What is the biblical approach to sex education in schools?
Introduction
In modern society, sex education in schools is often a major point of conflict for Christian families. This is because secular education typically treats sex as a purely biological or autonomous activity, separating it from moral, relational, or spiritual consequences.
The biblical approach is different: it views sex as a sacred act designed by God, and sex education as a matter of discipleship—shaping a child’s entire understanding of the body, relationship, and covenant. The fundamental biblical principle is that this education belongs first and foremost to the parents.
Three Pillars of the Biblical Approach
A Christian framework for sex education requires the proper source of authority, the right content, and the correct moral boundaries.
1. Parental Responsibility, Not Institutional Mandate (The Source)
The Bible clearly assigns the spiritual and moral training of children to the parents, not to the state or public institutions.
Teaching Diligently: The fundamental command for passing on God's truth, including instruction on life and relationships, is given to the parents: “You shall teach them [God's words] diligently to your children, and shall talk of them when you sit in your house, and when you walk by the way, and when you lie down, and when you rise” (Deuteronomy 6:6-7).

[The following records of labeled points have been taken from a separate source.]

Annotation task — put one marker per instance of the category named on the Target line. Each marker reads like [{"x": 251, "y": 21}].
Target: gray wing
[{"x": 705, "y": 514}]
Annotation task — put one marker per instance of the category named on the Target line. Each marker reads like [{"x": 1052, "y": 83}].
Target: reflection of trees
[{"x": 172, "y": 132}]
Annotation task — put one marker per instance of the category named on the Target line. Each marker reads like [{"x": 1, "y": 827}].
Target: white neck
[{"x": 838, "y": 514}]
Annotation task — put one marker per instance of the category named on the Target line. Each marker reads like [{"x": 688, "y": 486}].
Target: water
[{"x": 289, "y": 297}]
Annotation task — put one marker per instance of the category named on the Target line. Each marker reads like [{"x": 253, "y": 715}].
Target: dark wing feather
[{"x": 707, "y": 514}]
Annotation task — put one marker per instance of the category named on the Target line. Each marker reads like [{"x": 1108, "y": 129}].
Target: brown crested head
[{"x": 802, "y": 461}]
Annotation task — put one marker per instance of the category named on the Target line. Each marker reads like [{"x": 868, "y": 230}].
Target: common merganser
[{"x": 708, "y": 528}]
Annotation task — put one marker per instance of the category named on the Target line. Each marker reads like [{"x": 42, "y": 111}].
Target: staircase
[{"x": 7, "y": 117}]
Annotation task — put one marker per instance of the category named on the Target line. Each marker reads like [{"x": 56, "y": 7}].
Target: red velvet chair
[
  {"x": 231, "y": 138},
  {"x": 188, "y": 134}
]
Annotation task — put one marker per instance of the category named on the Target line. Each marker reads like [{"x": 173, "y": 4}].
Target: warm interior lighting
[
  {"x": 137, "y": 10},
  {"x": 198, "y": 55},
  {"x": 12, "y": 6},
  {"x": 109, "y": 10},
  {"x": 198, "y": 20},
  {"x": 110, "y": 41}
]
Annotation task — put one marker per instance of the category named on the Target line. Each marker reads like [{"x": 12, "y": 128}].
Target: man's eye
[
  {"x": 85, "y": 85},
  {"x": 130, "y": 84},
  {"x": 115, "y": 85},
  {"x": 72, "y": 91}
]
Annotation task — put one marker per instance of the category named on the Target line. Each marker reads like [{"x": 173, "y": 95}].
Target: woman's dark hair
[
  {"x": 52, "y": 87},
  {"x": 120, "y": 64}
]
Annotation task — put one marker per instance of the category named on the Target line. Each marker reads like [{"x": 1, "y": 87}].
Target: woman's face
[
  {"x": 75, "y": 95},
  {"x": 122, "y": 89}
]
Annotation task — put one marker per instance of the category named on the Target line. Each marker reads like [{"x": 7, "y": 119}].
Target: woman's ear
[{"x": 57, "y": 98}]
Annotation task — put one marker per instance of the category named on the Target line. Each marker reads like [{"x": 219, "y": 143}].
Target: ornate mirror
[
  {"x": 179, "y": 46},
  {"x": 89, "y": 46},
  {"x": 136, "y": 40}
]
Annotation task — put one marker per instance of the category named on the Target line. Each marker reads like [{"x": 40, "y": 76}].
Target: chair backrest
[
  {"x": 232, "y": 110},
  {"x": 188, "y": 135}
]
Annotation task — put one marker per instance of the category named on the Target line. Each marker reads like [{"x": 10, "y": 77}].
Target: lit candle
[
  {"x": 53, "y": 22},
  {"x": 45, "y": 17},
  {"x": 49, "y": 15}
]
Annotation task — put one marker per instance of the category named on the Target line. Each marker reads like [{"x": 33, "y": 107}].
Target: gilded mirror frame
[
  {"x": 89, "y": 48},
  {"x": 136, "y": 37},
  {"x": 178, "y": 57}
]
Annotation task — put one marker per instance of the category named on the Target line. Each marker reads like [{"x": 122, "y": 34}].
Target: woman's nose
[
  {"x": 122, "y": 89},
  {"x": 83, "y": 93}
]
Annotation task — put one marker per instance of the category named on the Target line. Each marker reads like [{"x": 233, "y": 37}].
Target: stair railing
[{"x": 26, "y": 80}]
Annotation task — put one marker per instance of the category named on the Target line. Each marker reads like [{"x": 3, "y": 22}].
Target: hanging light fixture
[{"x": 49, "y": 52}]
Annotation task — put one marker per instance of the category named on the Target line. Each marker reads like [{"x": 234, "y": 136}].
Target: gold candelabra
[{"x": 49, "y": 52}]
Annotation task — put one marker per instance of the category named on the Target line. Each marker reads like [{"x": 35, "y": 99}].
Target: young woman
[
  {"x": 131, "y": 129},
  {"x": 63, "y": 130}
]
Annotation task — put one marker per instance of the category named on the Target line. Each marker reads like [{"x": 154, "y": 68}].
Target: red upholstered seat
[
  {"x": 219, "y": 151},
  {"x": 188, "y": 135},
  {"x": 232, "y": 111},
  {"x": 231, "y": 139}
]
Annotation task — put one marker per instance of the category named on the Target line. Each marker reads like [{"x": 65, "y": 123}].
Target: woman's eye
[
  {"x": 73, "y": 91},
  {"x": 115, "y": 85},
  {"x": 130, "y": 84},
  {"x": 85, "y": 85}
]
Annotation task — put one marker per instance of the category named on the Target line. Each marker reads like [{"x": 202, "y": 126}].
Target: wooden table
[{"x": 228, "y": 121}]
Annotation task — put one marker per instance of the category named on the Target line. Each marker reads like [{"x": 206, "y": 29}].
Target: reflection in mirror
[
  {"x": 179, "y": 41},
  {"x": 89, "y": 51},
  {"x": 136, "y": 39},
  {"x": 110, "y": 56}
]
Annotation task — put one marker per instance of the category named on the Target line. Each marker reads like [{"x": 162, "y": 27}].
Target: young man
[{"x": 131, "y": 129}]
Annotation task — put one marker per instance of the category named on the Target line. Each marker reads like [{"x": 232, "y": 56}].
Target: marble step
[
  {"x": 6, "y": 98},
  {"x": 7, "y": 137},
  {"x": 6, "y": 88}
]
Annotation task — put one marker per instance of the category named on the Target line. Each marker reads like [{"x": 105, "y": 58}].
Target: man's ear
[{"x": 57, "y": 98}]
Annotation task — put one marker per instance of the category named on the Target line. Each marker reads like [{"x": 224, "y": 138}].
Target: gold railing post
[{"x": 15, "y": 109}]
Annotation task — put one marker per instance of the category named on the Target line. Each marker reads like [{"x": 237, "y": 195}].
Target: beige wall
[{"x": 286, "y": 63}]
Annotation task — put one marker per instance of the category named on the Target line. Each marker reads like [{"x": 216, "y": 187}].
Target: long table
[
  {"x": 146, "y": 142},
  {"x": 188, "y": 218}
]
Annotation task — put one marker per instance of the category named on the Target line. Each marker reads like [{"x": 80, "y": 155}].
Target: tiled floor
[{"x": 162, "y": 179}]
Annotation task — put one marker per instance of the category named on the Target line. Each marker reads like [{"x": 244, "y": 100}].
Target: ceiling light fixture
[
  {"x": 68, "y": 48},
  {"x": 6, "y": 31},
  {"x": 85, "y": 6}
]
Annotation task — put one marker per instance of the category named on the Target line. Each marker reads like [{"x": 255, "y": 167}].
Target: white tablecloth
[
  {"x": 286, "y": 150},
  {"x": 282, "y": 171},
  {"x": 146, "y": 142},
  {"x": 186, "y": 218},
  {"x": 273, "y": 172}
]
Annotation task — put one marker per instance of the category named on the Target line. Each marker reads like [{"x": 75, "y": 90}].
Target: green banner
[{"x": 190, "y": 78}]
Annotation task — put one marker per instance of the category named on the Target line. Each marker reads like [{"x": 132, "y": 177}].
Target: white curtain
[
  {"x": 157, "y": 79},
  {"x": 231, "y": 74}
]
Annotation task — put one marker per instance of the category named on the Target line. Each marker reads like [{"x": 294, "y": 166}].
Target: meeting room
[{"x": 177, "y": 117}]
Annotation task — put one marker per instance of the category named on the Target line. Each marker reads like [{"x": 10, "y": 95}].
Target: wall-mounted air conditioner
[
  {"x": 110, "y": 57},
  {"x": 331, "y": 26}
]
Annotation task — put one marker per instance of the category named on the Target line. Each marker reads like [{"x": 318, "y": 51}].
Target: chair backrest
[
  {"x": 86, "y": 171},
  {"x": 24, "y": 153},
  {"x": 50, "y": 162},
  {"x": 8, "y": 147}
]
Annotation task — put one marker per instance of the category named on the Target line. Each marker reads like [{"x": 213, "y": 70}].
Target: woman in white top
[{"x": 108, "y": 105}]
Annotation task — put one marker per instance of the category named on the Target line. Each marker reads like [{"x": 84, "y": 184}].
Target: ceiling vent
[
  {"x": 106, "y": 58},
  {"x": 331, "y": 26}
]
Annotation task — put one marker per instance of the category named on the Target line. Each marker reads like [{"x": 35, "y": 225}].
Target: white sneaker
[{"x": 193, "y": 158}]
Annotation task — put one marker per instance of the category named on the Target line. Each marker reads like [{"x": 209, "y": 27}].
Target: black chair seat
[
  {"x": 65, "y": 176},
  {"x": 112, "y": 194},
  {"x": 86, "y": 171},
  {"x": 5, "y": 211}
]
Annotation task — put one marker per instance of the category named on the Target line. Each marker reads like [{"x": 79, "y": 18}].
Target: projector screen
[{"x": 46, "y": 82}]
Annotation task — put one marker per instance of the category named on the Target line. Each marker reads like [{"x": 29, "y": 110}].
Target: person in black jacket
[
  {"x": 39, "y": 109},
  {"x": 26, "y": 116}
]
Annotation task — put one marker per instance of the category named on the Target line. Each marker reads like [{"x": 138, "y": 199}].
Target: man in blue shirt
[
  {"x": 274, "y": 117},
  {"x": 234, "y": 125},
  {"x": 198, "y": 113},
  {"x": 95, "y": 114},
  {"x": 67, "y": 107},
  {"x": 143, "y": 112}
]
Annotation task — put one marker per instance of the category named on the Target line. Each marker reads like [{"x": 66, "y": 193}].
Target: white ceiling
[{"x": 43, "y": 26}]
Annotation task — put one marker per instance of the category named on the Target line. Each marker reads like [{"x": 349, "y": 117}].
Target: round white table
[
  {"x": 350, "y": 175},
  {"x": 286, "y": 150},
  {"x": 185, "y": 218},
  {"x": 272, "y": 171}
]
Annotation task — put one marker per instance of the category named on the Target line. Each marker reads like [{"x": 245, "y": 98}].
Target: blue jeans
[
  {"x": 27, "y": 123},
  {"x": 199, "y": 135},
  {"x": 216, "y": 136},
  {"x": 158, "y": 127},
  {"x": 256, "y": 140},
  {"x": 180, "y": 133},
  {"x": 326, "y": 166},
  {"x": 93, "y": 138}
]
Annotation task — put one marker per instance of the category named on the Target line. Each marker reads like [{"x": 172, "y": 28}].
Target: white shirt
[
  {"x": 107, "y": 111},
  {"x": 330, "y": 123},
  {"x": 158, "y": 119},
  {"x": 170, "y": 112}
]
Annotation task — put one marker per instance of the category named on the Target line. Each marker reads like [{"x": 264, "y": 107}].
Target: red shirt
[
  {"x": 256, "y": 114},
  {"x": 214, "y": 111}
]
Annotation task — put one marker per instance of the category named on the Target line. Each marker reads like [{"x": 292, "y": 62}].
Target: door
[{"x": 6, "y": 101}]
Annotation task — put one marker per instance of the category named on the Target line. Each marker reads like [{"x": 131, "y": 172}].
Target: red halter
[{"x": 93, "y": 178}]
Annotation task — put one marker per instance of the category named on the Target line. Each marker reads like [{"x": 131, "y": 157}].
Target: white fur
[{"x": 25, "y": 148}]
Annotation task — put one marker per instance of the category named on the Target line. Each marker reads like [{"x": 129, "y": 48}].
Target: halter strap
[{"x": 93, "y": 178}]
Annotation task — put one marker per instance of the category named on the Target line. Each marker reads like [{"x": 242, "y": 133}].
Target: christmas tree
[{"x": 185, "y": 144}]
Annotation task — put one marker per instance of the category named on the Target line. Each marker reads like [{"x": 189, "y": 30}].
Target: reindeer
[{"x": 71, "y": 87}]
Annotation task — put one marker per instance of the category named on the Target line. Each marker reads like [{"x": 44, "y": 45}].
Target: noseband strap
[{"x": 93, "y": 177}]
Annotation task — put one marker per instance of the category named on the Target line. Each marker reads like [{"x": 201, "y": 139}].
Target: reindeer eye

This implies ongoing, intentional, and comprehensive instruction from a trusted source.
The Family as the Primary School: Sex education is not a single class; it is part of a larger worldview formation. Parents are best equipped to integrate biblical values, personal family context, and the doctrine of human dignity into the teaching, ensuring that the facts about the body are taught alongside the truths of God's design.
2. Purity and Covenant (The Content)
The content of biblical sex education is not primarily about mechanics or risk reduction; it is about the holiness of marriage and the sinfulness of sexual immorality.
The Original Design: The teaching is founded on God’s original blueprint: sex is good, holy, and reserved exclusively for the covenant of marriage between one man and one woman (Genesis 2:24). This defines marriage as the only context where sex brings pleasure and blessing without destructive consequences.
The Call to Purity: The New Testament repeatedly warns against sexual immorality ($\pi o \rho \nu \epsilon i ́ \alpha$), which encompasses any sexual activity outside of the marriage covenant. Christians are commanded to flee from it because it sins against one's own body, which is the temple of the Holy Spirit: “Flee from sexual immorality. Every other sin a person commits is outside the body, but the sexually immoral person sins against his own body” (1 Corinthians 6:18-20).
Honoring the Body: Children are taught that their bodies are a precious gift from God and should be treated with dignity and honor, refusing to view sex as a casual or recreational activity.
3. The Role of the School (The Practical Approach)
When navigating the reality of public schooling, the Christian approach is to filter the institution's offerings through the lens of faith.
Schools Provide Facts, Parents Provide Morals: A school can teach the biological facts of reproduction and hygiene. The Christian parent must step in to provide the moral and spiritual framework for those facts. The education provided by the state is incomplete without the ethical component provided by the home.
Discernment and Substitution: Parents must actively discern what is being taught (e.g., subjective gender theory, affirmation of promiscuity) and counter or replace it with the unchanging truth of Scripture at home. If school-mandated programs contradict core biblical morality, the parents must teach the children how to graciously stand on truth and reject the false teaching (Romans 12:2).
Conclusion
The biblical approach to sex education is to equip children with a deep reverence for their bodies, a joyful understanding of God’s design for marriage, and a firm commitment to purity.
This is a parental duty—a comprehensive, ongoing conversation built on love and trust. By establishing the home as the primary source of sexual wisdom, Christian parents provide their children with an unshakable foundation of truth that the changing tides of cultural teaching cannot wash away.